The Day Ahead: Another Way to Look at The Range; Why Did MBS Tank?
First off, let's cover the huge drop in MBS prices overnight. Fannie 3.0s, for instance, closed at 103-29 and then began today at 103-23--all this despite a decent overnight rally in Treasuries. Not to worry... this is due to "the roll." The "MBS Prices" you see on the screen at any given moment are dictated by the MBS coupon that's closest to retirement (or 'settlement,' if you prefer).
August coupons are retiring today, and their trading cut-off was yesterday. That leaves September coupons to carry the banner of "MBS Prices," and September coupons have always been at lower prices than August.
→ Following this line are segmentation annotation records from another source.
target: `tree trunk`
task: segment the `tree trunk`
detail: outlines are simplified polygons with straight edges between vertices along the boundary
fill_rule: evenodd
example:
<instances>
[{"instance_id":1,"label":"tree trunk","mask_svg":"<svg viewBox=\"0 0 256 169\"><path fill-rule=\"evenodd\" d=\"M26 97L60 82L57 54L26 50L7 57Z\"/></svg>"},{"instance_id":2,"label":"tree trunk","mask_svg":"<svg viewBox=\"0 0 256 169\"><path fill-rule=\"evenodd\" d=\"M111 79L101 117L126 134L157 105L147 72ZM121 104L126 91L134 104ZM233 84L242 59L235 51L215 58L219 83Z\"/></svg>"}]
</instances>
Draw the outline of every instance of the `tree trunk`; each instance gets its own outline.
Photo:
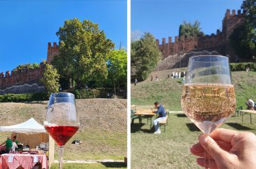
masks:
<instances>
[{"instance_id":1,"label":"tree trunk","mask_svg":"<svg viewBox=\"0 0 256 169\"><path fill-rule=\"evenodd\" d=\"M70 78L70 89L72 89L72 82L73 80L72 80L72 78Z\"/></svg>"},{"instance_id":2,"label":"tree trunk","mask_svg":"<svg viewBox=\"0 0 256 169\"><path fill-rule=\"evenodd\" d=\"M114 95L117 95L117 93L115 91L115 80L113 80L113 84L114 84Z\"/></svg>"}]
</instances>

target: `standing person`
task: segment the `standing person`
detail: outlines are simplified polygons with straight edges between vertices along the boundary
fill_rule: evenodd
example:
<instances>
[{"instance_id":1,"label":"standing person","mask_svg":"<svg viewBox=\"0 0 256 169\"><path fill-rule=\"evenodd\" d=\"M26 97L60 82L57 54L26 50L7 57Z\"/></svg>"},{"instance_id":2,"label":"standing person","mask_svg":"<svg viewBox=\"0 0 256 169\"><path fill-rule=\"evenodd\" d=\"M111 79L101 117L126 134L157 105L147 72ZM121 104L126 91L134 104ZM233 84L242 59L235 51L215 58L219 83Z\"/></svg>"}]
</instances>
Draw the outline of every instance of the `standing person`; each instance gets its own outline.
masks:
<instances>
[{"instance_id":1,"label":"standing person","mask_svg":"<svg viewBox=\"0 0 256 169\"><path fill-rule=\"evenodd\" d=\"M5 147L5 153L9 153L10 150L12 147L12 142L10 136L7 137L7 140L1 144L1 146Z\"/></svg>"},{"instance_id":2,"label":"standing person","mask_svg":"<svg viewBox=\"0 0 256 169\"><path fill-rule=\"evenodd\" d=\"M17 136L14 136L12 138L12 141L15 142L16 144L18 145L18 141L17 140Z\"/></svg>"},{"instance_id":3,"label":"standing person","mask_svg":"<svg viewBox=\"0 0 256 169\"><path fill-rule=\"evenodd\" d=\"M247 102L245 103L247 105L248 110L254 110L255 103L253 100L248 99Z\"/></svg>"},{"instance_id":4,"label":"standing person","mask_svg":"<svg viewBox=\"0 0 256 169\"><path fill-rule=\"evenodd\" d=\"M16 143L16 136L12 138L12 150L13 152L15 152L15 149L18 148L17 144Z\"/></svg>"},{"instance_id":5,"label":"standing person","mask_svg":"<svg viewBox=\"0 0 256 169\"><path fill-rule=\"evenodd\" d=\"M160 130L159 121L165 120L166 113L164 107L162 104L160 104L158 102L156 102L154 105L155 107L157 108L157 110L153 112L156 114L158 114L158 117L153 121L156 130L154 134L160 134L161 130Z\"/></svg>"}]
</instances>

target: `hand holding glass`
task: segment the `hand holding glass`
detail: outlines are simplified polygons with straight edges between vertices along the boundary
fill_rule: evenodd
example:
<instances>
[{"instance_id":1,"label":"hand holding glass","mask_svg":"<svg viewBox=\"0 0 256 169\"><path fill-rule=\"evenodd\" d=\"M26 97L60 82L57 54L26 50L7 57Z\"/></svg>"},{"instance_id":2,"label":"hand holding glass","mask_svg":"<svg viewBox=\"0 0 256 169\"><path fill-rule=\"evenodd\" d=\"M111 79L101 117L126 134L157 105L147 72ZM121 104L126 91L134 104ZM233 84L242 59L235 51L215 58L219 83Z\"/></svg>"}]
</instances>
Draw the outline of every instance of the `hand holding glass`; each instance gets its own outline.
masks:
<instances>
[{"instance_id":1,"label":"hand holding glass","mask_svg":"<svg viewBox=\"0 0 256 169\"><path fill-rule=\"evenodd\" d=\"M182 108L203 133L209 135L236 109L229 59L214 55L193 57L188 69Z\"/></svg>"}]
</instances>

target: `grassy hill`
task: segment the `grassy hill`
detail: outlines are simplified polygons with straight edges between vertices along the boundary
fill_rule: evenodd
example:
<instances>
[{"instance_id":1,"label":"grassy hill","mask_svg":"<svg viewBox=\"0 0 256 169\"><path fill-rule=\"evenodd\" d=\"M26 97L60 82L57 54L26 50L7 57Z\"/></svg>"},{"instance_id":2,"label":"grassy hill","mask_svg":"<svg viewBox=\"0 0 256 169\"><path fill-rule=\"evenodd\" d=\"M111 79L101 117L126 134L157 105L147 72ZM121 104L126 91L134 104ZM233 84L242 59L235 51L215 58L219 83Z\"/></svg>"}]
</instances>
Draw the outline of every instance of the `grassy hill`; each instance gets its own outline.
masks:
<instances>
[{"instance_id":1,"label":"grassy hill","mask_svg":"<svg viewBox=\"0 0 256 169\"><path fill-rule=\"evenodd\" d=\"M182 68L182 71L186 68ZM158 82L150 78L131 87L131 104L138 108L152 107L159 100L171 110L181 110L180 97L182 90L182 79L167 79L167 74L180 70L171 70L153 72L154 77L159 77ZM237 106L245 106L247 97L256 100L256 72L232 72L235 85ZM154 118L153 118L154 119ZM249 114L229 118L221 127L256 134L256 115ZM190 152L190 147L198 142L201 132L184 113L171 113L166 132L161 127L160 134L154 134L146 119L139 125L135 119L131 125L131 168L201 168L197 164L197 157ZM139 128L141 127L141 132ZM143 165L141 165L143 164Z\"/></svg>"},{"instance_id":2,"label":"grassy hill","mask_svg":"<svg viewBox=\"0 0 256 169\"><path fill-rule=\"evenodd\" d=\"M131 104L147 106L159 101L171 110L181 110L180 97L182 91L182 78L167 79L172 72L186 71L186 68L154 72L153 77L158 76L158 82L152 82L149 77L146 80L131 86ZM256 100L256 72L232 72L235 86L237 106L246 108L246 98Z\"/></svg>"}]
</instances>

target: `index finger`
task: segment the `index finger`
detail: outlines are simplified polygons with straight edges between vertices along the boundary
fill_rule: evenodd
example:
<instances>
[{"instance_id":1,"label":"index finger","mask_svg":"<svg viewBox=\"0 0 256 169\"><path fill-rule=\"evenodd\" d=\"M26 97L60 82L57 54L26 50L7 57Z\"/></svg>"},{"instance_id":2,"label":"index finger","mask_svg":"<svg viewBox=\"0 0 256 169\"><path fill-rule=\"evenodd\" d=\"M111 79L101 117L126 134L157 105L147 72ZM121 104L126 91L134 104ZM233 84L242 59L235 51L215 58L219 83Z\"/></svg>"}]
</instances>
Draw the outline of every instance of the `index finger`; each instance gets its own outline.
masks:
<instances>
[{"instance_id":1,"label":"index finger","mask_svg":"<svg viewBox=\"0 0 256 169\"><path fill-rule=\"evenodd\" d=\"M220 140L226 142L231 142L232 138L239 132L228 129L216 129L210 134L214 140Z\"/></svg>"}]
</instances>

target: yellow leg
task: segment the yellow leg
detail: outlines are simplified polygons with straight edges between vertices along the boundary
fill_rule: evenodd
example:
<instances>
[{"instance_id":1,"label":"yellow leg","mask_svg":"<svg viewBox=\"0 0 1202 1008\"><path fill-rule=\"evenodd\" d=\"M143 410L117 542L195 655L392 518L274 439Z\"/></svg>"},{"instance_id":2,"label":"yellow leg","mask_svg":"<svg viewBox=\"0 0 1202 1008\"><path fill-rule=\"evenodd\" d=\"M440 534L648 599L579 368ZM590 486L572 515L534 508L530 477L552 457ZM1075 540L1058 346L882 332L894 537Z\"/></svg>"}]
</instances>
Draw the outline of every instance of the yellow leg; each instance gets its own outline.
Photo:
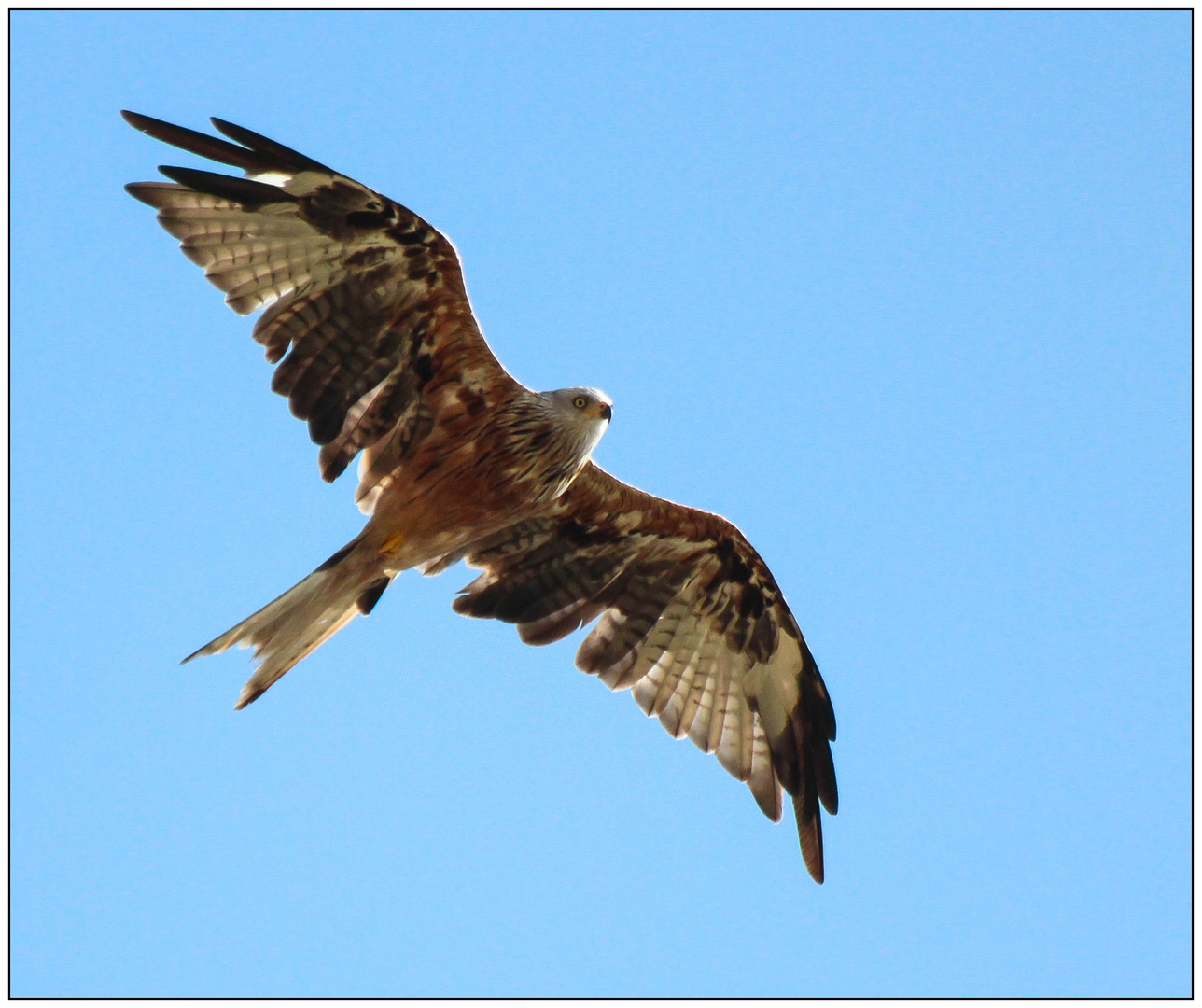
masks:
<instances>
[{"instance_id":1,"label":"yellow leg","mask_svg":"<svg viewBox=\"0 0 1202 1008\"><path fill-rule=\"evenodd\" d=\"M406 536L404 532L393 532L383 541L383 545L380 547L380 551L392 556L405 544L405 538Z\"/></svg>"}]
</instances>

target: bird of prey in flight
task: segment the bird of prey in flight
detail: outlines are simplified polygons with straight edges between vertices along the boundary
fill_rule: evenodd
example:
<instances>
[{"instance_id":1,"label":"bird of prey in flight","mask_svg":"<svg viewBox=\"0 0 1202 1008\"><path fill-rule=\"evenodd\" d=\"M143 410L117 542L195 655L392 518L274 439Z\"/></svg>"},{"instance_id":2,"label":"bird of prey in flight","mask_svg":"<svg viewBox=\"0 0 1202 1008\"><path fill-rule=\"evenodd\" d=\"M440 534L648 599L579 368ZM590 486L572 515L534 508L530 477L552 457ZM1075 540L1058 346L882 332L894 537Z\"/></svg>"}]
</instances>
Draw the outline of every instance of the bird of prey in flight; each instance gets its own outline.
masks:
<instances>
[{"instance_id":1,"label":"bird of prey in flight","mask_svg":"<svg viewBox=\"0 0 1202 1008\"><path fill-rule=\"evenodd\" d=\"M483 573L454 610L549 644L596 620L576 666L688 735L773 822L781 788L821 882L821 803L838 806L834 711L760 554L716 514L637 490L591 461L612 402L532 392L484 341L452 244L412 210L232 123L228 139L136 113L135 129L244 172L161 167L126 186L239 315L273 390L308 421L323 479L359 455L363 531L190 657L254 648L238 706L262 696L397 574ZM231 142L232 141L232 142ZM186 661L186 660L185 660Z\"/></svg>"}]
</instances>

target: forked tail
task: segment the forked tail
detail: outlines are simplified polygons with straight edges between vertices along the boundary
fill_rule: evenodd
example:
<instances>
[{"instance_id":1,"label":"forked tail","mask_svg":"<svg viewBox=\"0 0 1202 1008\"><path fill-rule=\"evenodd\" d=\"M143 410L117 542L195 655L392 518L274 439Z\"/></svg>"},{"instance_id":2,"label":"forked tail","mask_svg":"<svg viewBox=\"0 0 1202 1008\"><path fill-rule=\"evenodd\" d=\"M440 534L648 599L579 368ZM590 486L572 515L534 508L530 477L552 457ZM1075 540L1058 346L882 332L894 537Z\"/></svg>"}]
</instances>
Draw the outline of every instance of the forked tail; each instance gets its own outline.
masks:
<instances>
[{"instance_id":1,"label":"forked tail","mask_svg":"<svg viewBox=\"0 0 1202 1008\"><path fill-rule=\"evenodd\" d=\"M353 539L308 578L184 661L216 655L234 644L254 648L258 666L234 704L240 710L356 615L370 613L391 580L380 553Z\"/></svg>"}]
</instances>

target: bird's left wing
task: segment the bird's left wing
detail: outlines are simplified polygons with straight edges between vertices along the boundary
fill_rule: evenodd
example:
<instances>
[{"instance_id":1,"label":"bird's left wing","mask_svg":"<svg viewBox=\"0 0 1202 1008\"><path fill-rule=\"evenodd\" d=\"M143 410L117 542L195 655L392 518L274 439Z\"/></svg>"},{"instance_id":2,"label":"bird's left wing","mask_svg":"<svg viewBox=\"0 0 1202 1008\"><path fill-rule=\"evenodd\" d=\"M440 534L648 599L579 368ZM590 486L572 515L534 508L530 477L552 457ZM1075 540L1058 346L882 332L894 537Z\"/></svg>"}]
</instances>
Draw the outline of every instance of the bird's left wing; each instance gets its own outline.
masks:
<instances>
[{"instance_id":1,"label":"bird's left wing","mask_svg":"<svg viewBox=\"0 0 1202 1008\"><path fill-rule=\"evenodd\" d=\"M412 210L233 123L213 119L237 143L121 114L155 139L245 172L165 166L172 181L126 190L159 210L230 308L267 309L254 338L279 363L272 388L309 422L325 479L364 449L361 508L371 511L439 423L519 388L476 324L454 246Z\"/></svg>"},{"instance_id":2,"label":"bird's left wing","mask_svg":"<svg viewBox=\"0 0 1202 1008\"><path fill-rule=\"evenodd\" d=\"M731 523L629 487L589 463L553 513L466 557L484 573L454 610L517 624L549 644L600 618L576 664L631 690L674 738L688 735L770 819L793 798L802 854L822 881L819 804L838 807L834 711L768 567Z\"/></svg>"}]
</instances>

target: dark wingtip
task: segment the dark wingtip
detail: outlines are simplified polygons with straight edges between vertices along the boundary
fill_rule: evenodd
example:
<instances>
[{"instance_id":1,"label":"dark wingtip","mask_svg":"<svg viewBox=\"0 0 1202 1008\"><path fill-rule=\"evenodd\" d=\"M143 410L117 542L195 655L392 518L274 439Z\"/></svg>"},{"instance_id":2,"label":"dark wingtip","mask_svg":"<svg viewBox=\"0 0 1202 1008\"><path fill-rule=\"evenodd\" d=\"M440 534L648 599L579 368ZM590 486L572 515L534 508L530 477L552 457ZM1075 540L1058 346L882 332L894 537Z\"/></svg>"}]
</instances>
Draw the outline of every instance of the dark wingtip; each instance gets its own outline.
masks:
<instances>
[{"instance_id":1,"label":"dark wingtip","mask_svg":"<svg viewBox=\"0 0 1202 1008\"><path fill-rule=\"evenodd\" d=\"M826 870L822 861L822 819L817 809L807 810L802 798L793 799L793 812L797 815L797 839L802 845L802 860L810 878L822 884Z\"/></svg>"}]
</instances>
In fact, every trailing month is always a lower price than the previous month. This has to do with the fact that the trailing month makes investors wait that much longer to receive their first payment. The closer we get to settlement, the more MBS prices will gradually rise--all other things being equal.
In other words, if nothing ever changed in the marketplace besides the MBS settlement process, then the trailing month would slowly move up to the price of the most-recently-retired month by the time it retired, itself. The bottom line for originators is that "the roll" has no effect on pricing because lenders know all about this process and have actually been trading those trailing month coupons in order to manage parts of the pipeline that won't be closing in time to get in on the current month's delivery.
Moving on... Let's take a look at the bigger picture trend in bond markets. We've been talking about a horizontal range, but today's overnight gains, combined with a few of the recent intraday movements, put us in a position to consider the following triangular/consolidative range. The upper line is still horizontal, resting along the same upper range boundary we've been following. But the lower line is ascending (higher lows). Today's overnight gains put us right on the edge of breaking this consolidative trend, which would be a positive technical development (aka "bond market gains with slightly more significance than any old random gains").
There is no significant economic data on tap today, but there is a significant Treasury auction (10yr) at 1pm. If it goes anything like yesterday's 3yr auction, it will be rousing confirmation of global demand for US debt. It would also be the first stage in confirming a break below more important trend boundaries at 1.52%.